The research team calculated life expectancy at birth and predicted a baby girl born in South Korea in 2030 is expected to live 90.8 years.
There is a 90-percent probability that life expectancy at birth among South Korean women in 2030 will be higher than 86.7 years, the same as the highest worldwide life expectancy in 2012, and a 57-percent probability that it will be higher than 90 years, it said.
"Many people used to believe that 90 years is the upper limit for life expectancy, but this research suggests we will break the 90-year-barrier," said Majid Ezzati, the lead researcher and a professor at Imperial College London's School of Public Health.

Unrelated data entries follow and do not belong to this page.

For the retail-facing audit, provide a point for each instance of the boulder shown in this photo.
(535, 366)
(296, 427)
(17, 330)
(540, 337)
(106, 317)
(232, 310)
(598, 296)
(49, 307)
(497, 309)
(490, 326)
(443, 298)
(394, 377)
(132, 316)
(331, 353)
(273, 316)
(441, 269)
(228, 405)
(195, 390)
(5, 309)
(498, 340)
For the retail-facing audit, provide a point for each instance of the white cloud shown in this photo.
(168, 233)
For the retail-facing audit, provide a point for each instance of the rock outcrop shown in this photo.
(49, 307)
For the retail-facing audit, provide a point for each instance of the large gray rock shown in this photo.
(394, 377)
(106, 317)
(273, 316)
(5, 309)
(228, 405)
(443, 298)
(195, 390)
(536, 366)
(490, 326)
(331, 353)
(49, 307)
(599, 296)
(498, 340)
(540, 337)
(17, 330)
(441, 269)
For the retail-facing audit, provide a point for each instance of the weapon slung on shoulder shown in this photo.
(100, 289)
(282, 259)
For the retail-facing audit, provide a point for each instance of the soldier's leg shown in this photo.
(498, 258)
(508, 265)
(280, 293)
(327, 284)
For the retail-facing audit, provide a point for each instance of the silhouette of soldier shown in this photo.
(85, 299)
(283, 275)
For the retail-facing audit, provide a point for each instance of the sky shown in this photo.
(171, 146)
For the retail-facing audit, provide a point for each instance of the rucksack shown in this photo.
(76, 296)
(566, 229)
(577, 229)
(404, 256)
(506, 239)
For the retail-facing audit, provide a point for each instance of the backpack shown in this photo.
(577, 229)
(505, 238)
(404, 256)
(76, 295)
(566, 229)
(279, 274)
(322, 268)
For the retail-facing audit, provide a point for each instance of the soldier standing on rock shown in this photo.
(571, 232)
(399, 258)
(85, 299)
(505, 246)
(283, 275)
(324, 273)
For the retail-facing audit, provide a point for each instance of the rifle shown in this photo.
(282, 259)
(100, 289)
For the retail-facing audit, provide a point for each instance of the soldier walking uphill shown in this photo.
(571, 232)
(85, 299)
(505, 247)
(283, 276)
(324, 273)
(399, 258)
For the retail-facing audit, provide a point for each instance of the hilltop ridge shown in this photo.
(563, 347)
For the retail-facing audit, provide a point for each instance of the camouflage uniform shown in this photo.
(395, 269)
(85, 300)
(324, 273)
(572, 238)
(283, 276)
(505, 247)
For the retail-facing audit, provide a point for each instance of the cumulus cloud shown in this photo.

"The fact that we will continue to live longer means we need to think about strengthening the health and social care systems to support an aging population with multiple health needs," Ezzati added.
Projected female life expectancy in South Korea is followed by those in France, Japan and Spain at around 88 years, the study showed.
For men, the five counties with the highest life expectancy at birth in 2030 are South Korea, Australia, Switzerland, Canada and the Netherlands, all at around 84 years, it added.
The results also showed that the United States is likely to have the lowest life expectancy at birth in 2030 among high-income countries. The nation's average life expectancy at birth of men at 79.5 years and of women at 83.3 years in 2030 will be similar to that of middle-income countries like Croatia and Mexico.
The research team explained that poor results in the United States are due to a lack of universal health coverage, as well as its highest child and maternal mortality and homicide rate among high-income countries.